On Fri, Feb 16, 2018 at 02:49:31PM -0500, Nicolas Pitre wrote:
> On Sat, 17 Feb 2018, Masahiro Yamada wrote:
> 
> > Now, we got a basic ability to test compiler capability in Kconfig.
> > 
> > config CC_HAS_STACKPROTECTOR
> >         bool
> >         default $(shell $CC -Werror -fstack-protector -c -x c /dev/null -o /dev/null)
> > 
> > This works, but it is ugly to repeat this long boilerplate.
> > 
> > We want to describe like this:
> > 
> > config CC_HAS_STACKPROTECTOR
> >         bool
> >         default $(cc-option -fstack-protector)
> > 
> > It is straight-forward to implement a new function, but I do not like
> > to hard-code specialized functions like this.  Hence, here is another
> > feature to add functions from Kconfig files.
> > 
> > A user-defined function can be defined as a string type symbol with
> > a special keyword 'macro'.  It can be referenced in the same way as
> > built-in functions.  This feature was also inspired by Makefile where
> > user-defined functions are referenced by $(call func-name, args...),
> > but I omitted the 'call' to makes it shorter.
> > 
> > The macro definition can contain $(1), $(2), ... which will be replaced
> > with arguments from the caller.
> > 
> > Example code:
> > 
> >   config cc-option
> >           string
> >           macro $(shell $CC -Werror $(1) -c -x c /dev/null -o /dev/null)
> 
> I think this syntax for defining a macro shouldn't start with the 
> "config" keyword, unless you want it to be part of the config symbol 
> space and land it in .config. And typing it as a "string" while it 
> actually returns y/n (hence a bool) is also strange.
> 
> What about this instead:
> 
> macro cc-option
> 	bool $(shell $CC -Werror $(1) -c -x c /dev/null -o /dev/null)
> 
> This makes it easier to extend as well if need be.
> 
> 
> Nicolas

I haven't gone over the patchset in detail yet and might be missing
something here, but if this is just meant to be a textual shorthand,
then why give it a type at all?

Do you think a simpler syntax like this would make sense?

	macro cc-option "$(shell $CC -Werror $(1) -c -x c /dev/null -o /dev/null)"

That's the most general version, where you could use it for other stuff
besides $(shell ...) as well, just to keep parity.

You could then always just expand $() as a string, and maybe spit out
"n" and "y" in the cases Linus suggested for $(shell ...).
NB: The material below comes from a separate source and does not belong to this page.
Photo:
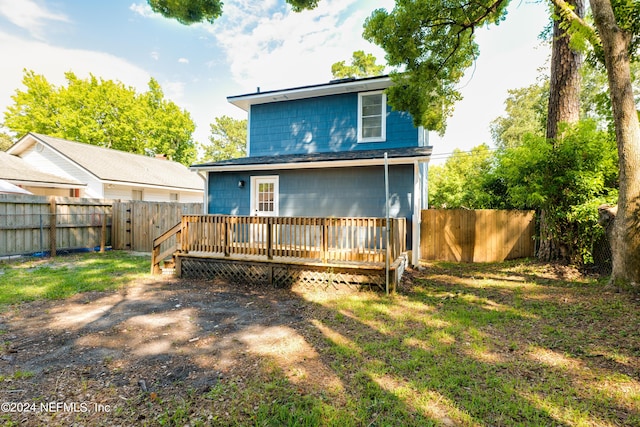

The existing
logic for constant symbols should then take care of converting that into
a tristate value where appropriate.

If you go with that and want to support $() outside quotes, then

	$(foo)

would just be a shorthand for

	"$(foo)"

Are there any cases where something more advanced than that might be
warranted (e.g., macros that expand to complete expressions)? It seems
pretty nice and nonmagical otherwise.